As a new noninvasive imaging technology, photoacoustic (PA) imaging has attracted numerous attention^[1–5]. PA imaging combines the high resolution of optical imaging with the high penetration depth of ultrasound imaging^[6–9]. By focusing the incident laser, a spot laser is used to stimulate the biological tissues to generate the broadband frequency ultrasonic signals, and these ultrasonic signals are then used to reconstruct the optical absorption images. Scattering of ultrasonic in tissues is far less than the scattering of light, and thus, PA microscopy can achieve high-resolution imaging in the millimeter depth. Due to the high-resolution imaging ability in microvascular morphology and function in vivo, PA microscopy has become an important imaging tool in the study of microcirculation^[10], tumor angiogenesis^[11], port wine stain (PWS)^[12], and other vascular complications^[13]. However, most existing PA microscopy setups are insufficient for clinical requirements in dermatology, given its limited two-dimensional information and small field of view, which is not suitable to be applied in the visualization of human skin morphological features. The large scanning range can be used to obtain enough information about skin structure and pathological parameters, which is very important for the diagnosis and treatment of skin diseases, such as PWS and hemangiomas. Therefore, the development of a large field of view and three-dimensional (3D) depth-coded PA imaging technology is particularly meaningful for the clinical practice.

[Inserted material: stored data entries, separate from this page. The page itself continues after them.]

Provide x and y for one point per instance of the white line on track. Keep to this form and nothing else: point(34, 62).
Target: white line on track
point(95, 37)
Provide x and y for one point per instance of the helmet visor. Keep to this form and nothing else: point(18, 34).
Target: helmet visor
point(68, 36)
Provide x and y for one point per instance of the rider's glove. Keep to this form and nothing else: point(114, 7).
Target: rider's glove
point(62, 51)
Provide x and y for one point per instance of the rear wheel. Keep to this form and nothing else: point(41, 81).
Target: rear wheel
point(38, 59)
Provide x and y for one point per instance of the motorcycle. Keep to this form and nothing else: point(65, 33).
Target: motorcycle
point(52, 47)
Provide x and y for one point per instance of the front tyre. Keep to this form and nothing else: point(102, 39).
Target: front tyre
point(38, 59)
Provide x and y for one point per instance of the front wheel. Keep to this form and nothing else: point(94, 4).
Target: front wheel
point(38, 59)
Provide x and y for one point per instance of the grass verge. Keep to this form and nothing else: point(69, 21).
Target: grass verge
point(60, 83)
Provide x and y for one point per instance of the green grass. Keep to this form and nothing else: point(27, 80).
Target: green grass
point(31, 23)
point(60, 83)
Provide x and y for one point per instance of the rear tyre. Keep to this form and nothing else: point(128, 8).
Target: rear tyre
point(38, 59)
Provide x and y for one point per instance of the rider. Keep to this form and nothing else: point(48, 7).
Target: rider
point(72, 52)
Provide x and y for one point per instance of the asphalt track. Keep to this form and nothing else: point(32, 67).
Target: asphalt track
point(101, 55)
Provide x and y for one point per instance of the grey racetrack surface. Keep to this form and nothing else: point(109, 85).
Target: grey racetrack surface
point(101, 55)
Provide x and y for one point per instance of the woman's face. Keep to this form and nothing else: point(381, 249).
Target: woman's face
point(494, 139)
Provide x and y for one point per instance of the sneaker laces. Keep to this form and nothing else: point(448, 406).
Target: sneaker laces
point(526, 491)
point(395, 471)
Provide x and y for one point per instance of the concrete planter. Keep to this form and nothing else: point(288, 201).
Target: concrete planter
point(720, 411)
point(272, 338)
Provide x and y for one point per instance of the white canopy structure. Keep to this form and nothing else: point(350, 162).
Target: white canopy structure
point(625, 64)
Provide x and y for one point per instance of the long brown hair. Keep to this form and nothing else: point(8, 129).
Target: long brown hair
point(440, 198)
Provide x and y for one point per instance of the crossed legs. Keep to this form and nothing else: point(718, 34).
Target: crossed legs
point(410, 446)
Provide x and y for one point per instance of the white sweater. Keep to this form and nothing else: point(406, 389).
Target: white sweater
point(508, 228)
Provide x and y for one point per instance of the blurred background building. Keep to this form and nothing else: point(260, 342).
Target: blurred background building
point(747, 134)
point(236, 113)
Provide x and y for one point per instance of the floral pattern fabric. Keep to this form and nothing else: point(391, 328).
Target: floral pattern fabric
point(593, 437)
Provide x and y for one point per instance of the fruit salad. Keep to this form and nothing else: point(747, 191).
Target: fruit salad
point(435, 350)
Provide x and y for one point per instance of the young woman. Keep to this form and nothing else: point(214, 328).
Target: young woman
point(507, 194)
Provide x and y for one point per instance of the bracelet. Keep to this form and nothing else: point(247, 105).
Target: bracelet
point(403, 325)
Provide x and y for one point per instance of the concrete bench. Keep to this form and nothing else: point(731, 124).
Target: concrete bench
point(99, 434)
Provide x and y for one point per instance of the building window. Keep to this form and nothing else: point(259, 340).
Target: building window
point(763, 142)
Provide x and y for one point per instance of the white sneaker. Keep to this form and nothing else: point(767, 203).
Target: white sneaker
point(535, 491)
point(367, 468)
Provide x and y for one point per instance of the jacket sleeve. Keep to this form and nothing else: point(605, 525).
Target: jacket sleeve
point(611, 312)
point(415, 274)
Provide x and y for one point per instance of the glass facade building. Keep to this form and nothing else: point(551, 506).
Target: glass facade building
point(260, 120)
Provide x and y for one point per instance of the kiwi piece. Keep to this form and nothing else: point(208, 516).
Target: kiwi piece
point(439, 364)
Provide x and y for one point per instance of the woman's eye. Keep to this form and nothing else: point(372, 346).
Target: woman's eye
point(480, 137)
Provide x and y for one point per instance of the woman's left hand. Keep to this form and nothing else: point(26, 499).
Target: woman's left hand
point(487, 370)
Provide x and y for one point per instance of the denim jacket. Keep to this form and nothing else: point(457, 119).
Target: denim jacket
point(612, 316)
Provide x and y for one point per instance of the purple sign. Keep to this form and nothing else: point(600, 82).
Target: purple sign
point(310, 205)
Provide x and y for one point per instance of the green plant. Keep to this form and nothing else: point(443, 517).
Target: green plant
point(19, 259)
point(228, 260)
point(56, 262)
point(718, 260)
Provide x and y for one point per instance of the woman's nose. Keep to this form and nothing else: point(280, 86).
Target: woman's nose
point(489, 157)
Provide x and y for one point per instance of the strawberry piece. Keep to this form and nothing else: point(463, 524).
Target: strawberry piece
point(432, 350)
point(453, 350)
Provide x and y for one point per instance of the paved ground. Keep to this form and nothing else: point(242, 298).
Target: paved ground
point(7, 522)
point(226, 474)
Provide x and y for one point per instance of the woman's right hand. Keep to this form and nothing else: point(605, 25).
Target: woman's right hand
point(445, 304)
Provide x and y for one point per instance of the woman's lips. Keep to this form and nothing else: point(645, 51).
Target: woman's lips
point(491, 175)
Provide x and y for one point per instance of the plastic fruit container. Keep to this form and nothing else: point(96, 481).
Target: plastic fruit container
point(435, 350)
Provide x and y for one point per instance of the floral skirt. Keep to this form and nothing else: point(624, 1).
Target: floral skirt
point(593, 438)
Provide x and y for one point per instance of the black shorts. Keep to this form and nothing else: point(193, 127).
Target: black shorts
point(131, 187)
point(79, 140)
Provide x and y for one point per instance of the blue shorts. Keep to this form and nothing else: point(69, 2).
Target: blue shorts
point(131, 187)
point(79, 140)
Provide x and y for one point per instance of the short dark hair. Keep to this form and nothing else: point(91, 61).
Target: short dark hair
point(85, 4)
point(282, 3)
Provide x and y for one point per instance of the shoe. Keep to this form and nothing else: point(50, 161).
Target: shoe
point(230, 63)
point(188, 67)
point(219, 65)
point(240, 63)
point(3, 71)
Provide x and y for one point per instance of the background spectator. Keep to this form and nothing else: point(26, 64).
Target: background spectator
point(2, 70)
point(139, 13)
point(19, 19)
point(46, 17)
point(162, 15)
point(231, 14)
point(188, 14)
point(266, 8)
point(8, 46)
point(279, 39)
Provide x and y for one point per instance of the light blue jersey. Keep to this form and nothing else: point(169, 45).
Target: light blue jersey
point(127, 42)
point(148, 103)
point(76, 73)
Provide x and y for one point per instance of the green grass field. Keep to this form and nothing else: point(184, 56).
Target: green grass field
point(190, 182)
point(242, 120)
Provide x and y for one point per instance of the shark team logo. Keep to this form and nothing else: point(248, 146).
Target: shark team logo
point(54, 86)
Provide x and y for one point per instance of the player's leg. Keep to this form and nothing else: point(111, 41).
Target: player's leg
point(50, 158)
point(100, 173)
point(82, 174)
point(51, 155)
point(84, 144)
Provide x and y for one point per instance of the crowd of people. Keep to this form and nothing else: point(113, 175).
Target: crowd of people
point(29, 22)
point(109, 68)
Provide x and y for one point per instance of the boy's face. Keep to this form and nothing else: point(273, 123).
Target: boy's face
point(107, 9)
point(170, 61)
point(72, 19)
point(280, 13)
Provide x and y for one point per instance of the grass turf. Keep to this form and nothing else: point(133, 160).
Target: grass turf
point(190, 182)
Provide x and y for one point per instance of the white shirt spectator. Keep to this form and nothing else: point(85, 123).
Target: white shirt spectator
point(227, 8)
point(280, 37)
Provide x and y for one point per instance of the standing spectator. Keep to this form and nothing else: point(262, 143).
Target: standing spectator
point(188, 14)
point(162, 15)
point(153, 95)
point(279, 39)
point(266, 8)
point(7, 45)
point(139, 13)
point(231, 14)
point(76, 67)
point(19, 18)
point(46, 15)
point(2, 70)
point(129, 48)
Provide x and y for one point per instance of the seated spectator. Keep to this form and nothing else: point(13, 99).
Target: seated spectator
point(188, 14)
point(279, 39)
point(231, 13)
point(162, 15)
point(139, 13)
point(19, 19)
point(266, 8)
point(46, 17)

In this study, we presented 3D depth-coded PA microscopy that can scan centimeter-scale (maximum range 40mm×40mm) by using a linear scanning mechanism and a compact optical–acoustic confocal probe. Although the previously reported PA microscopy systems have good performance in large field of view and resolution, most of them are applied to animal model detection^[14,15]. Here, we extend the application of PA microscopy to the detection of human skin and use depth-coding technology to encode the depth information of the vascular network under human skin for the first time, to the best of our knowledge. Depth-coded PA imaging intuitively reveals the vascular depth and growth direction of subcutaneous blood vessels, which is of great significance for the diagnosis of skin diseases. PA microscopy adopts the optical–acoustic coaxial confocal structure, which effectively improves the detection efficiency and maximizes the signal-to-noise ratio (SNR). Besides, large-area imaging can be carried out by the linear scanning mode. A 3D depth-coding technology was developed to obtain structure information of human skin, which can more intuitively reflect the depth and volume of blood vessels in different skin layers. By using a user-defined LabVIEW (National Instruments) and MATLAB (MathWorks, Inc.) program, the PA signals arriving at the ultrasound transducer at different times are encoded into different colors. Thus, more intuitive structural information at different depths can be obtained.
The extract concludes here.